Date: Tue, 1 May 2012 15:02:46 +0000
Reply-To: "Poes, Matthew Joseph" <mpoes@UILLINOIS.EDU>
Sender: "SPSSX(r) Discussion" <SPSSX-L@LISTSERV.UGA.EDU>
From: "Poes, Matthew Joseph" <mpoes@UILLINOIS.EDU>
Subject: Re: Multivariate Multilevel Mixed-Effects Model
Content-Type: text/plain; charset="iso-8859-1"
Below is my Knee Jerk Responses to these issues:
Matthew J Poes
Research Data Specialist
Center for Prevention Research and Development
University of Illinois
510 Devonshire Dr.
Champaign, IL 61820
From: SPSSX(r) Discussion [mailto:SPSSX-L@LISTSERV.UGA.EDU] On Behalf Of torvon
Sent: Tuesday, May 01, 2012 6:05 AM
Subject: Multivariate Multilevel Mixed-Effects Model
In response to my last multiple imputation request, Art encouraged me to write down my problem in detail. He also contributed a multitude of questions, most of them which I will try to answer here.
*Design & sample:*
- 9 response variables, ordinal (0,1,2,3), intercorrelated (between .2 and .3). They are 9 single questions from a psychological screening instrument, load onto one factor. I suspect great heterogeneity though, and want to look at these items invididually (yes, they are just single questions, and where never designed to be used independently, but that's what I will have to do, in lack of other data available). The DVs are skewed, about 40% have 0 (no problems), 30% 1, 20% 2, 10% 3 (problems nearly every day). Obviously, since they are ordinal, I cannot log transform. One could argue, however, that they could be considered continuous (0=at no point during the last 2 weeks, 1= 2 days, 2= 4 days, 3=nearly every day).

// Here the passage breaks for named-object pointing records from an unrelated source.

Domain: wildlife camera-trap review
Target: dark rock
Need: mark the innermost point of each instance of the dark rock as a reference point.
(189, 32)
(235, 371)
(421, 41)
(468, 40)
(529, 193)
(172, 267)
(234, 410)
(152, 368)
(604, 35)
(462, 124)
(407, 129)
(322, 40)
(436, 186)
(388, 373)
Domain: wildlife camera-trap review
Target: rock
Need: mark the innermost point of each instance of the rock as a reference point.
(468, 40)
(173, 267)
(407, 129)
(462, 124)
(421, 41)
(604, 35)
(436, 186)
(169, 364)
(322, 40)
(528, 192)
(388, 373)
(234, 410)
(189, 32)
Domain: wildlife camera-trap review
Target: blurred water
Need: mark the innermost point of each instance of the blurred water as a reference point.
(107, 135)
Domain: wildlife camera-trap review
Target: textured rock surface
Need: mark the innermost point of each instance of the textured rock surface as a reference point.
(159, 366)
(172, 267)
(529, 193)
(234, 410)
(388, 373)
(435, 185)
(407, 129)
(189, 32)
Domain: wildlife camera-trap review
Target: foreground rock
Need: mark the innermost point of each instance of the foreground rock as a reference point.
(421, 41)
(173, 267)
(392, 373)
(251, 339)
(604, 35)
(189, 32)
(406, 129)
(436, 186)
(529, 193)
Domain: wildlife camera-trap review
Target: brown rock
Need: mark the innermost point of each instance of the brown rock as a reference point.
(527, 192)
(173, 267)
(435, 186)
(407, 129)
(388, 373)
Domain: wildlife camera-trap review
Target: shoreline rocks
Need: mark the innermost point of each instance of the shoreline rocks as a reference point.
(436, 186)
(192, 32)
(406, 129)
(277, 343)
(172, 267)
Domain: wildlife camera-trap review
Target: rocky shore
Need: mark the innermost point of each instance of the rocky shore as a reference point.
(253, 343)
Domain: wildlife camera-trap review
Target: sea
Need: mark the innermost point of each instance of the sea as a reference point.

*MP: You could use these as linear continuous variables, but it seems like this is not necessarily a tenable assumption. You can also treat them as a set of dummy coded categorical variables, and this may introduce less biased estimates.
*MP: When you say response variable, you mean this is your DV? If so, treating them as separate means running 9 separate analysis, this is a bit crazy. On top of that, error in single item response questions used as DV's is going to be high and create problems for the analysis. I would recommend not doing this personally. I think SEM would be a better approach if this is what you want to do.
- 5 measurement points
- 800 subjects. No groups, so every person has 1 data point on each response variable on each measurement point.
- every subject had major stress while the study ran, so overall, the response variables increase drastically (some more, some less)
- 10 baseline covariates that are all interesting in terms of explaining the increase of response variables over time (e.g. personality facets, gender)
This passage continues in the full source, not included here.